- CarGurus dilaporkan terkena serangan vishing ShinyHunters
- Peretas mengklaim telah mencuri 1,7 juta catatan
- CarGurus tetap mengantri untuk saat ini
Pasar mobil online CarGurus diduga merupakan perusahaan terbaru yang menjadi korban serangan vishing ShinyHunters.
Kelompok peretas terkenal ini memposting catatan baru di situs kebocoran datanya yang memperingatkan CarGurus untuk bertindak cepat atau data sensitif mereka diposting di web gelap.
“Ini adalah peringatan terakhir yang harus Anda hubungi paling lambat tanggal 20 Februari 2026 sebelum kami membocorkannya bersama dengan beberapa masalah (digital) mengganggu yang akan menimpa Anda,” tulis ShinyHunters dalam pengumumannya.
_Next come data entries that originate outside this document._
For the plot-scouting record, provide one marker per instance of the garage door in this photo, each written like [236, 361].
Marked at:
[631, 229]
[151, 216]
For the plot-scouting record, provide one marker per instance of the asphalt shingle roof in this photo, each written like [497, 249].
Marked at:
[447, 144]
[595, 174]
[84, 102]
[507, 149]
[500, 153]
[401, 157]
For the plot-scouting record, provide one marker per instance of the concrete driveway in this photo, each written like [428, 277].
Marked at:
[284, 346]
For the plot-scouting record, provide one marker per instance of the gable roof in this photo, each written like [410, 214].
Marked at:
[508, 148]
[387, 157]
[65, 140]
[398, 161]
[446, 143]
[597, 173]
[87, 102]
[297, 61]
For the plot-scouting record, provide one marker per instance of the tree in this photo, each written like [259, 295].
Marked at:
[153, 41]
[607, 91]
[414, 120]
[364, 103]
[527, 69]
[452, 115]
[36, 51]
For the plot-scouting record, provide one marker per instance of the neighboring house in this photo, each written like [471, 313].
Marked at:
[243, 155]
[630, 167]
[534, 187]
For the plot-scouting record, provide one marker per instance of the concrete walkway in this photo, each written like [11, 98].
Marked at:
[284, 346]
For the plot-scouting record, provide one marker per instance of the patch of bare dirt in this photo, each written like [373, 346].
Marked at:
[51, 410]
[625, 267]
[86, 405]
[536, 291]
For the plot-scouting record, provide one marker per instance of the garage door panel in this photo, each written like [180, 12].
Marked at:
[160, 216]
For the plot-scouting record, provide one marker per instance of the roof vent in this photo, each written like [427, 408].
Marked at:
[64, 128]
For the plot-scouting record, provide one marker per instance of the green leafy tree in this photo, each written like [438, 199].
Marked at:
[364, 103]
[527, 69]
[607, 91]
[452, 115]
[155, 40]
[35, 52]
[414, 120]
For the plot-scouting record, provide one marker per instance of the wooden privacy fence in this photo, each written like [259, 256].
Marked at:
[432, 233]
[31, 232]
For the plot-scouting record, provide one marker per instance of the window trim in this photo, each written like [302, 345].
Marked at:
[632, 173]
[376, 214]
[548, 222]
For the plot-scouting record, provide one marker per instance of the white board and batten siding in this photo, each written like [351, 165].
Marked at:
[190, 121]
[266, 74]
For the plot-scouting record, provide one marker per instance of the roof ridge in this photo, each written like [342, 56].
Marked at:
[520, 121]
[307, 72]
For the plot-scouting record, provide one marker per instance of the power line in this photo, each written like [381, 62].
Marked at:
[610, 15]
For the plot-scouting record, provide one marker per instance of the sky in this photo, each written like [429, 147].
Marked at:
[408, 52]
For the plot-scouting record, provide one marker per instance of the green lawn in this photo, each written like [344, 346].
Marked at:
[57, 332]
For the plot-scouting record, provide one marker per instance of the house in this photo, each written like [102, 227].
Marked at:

Kelompok tersebut mengatakan mereka mencuri informasi pengenal pribadi (PII) dan “data internal perusahaan lainnya,” dengan total 1,7 juta catatan.
Satu lagi korban
CarGurus belum mengomentari berita tersebut, dan situs webnya tidak mengatakan apa pun tentang potensi pelanggaran.
Jika klaim tersebut benar, maka CarGurus akan menjadi korban ShinyHunters ke-15 yang dilanggar dengan cara yang sama baru-baru ini – dengan panggilan telepon phishing yang mengarah ke kompromi Okta, Entra, atau Google Dasbor SSO.
Para ahli dari Google dan Mandiant baru-baru ini menjelaskan bagaimana ShinyHunters mampu menembus begitu banyak organisasi dengan begitu cepat – dengan menerapkan kombinasi infrastruktur vishing dan infrastruktur khusus yang sangat efektif.
Semuanya dimulai dengan panggilan telepon di mana ShinyHunters menyamar sebagai staf TI dan operator teknologi. Mereka menghubungi karyawan di berbagai posisi dan memberi tahu mereka bahwa pengaturan MFA mereka perlu diperbarui.
Pada saat yang sama, mereka menggunakan infrastruktur yang disesuaikan: mereka telah membuat halaman arahan phishing yang sangat modular dan dapat disesuaikan sehingga dapat mereka sesuaikan secara real-time. Oleh karena itu, jika korban menggunakan Google SSO, mereka akan diberikan laman landas yang sesuai, yang kemudian dapat diubah, bergantung pada jenis MFA yang digunakan karyawan tertentu.
Saat penyerang mendapatkan kredensial masuk dan kode MFA, mereka masuk ke dasbor Okta, Entra, atau Google SSO, yang melaluinya mereka dapat memilih jenis data yang akan dicuri: Tenaga penjualan, Microsoft 365, SharePoint, DocuSign, Dropbox, atau banyak lainnya. ShinyHunters rupanya lebih memilih Salesforce, meski mereka juga tidak akan melewatkan kesempatan lain.
Terakhir, setelah mengekstraksi semua data yang dicuri, mereka akan menambahkan sampel ke halaman kebocoran data dan menghubungi korban untuk meminta mereka membayar.
Beberapa perusahaan yang menjadi korban serangan ini antara lain Mercer Advisors, Beacon Pointe Advisors, Canada Goose, Figure Technology Solutions, Betterment, Match Group, Panera Bread, Carvana, dan Edmunds.
Melalui Daftar
Antivirus terbaik untuk semua anggaran
Ikuti TechRadar di Google Berita Dan tambahkan kami sebagai sumber pilihan untuk mendapatkan berita, ulasan, dan opini pakar kami di feed Anda. Pastikan untuk mengklik tombol Ikuti!
Dan tentu saja Anda juga bisa Ikuti TechRadar di TikTok untuk berita, review, unboxing dalam bentuk video, dan dapatkan update rutin dari kami Ada apa juga.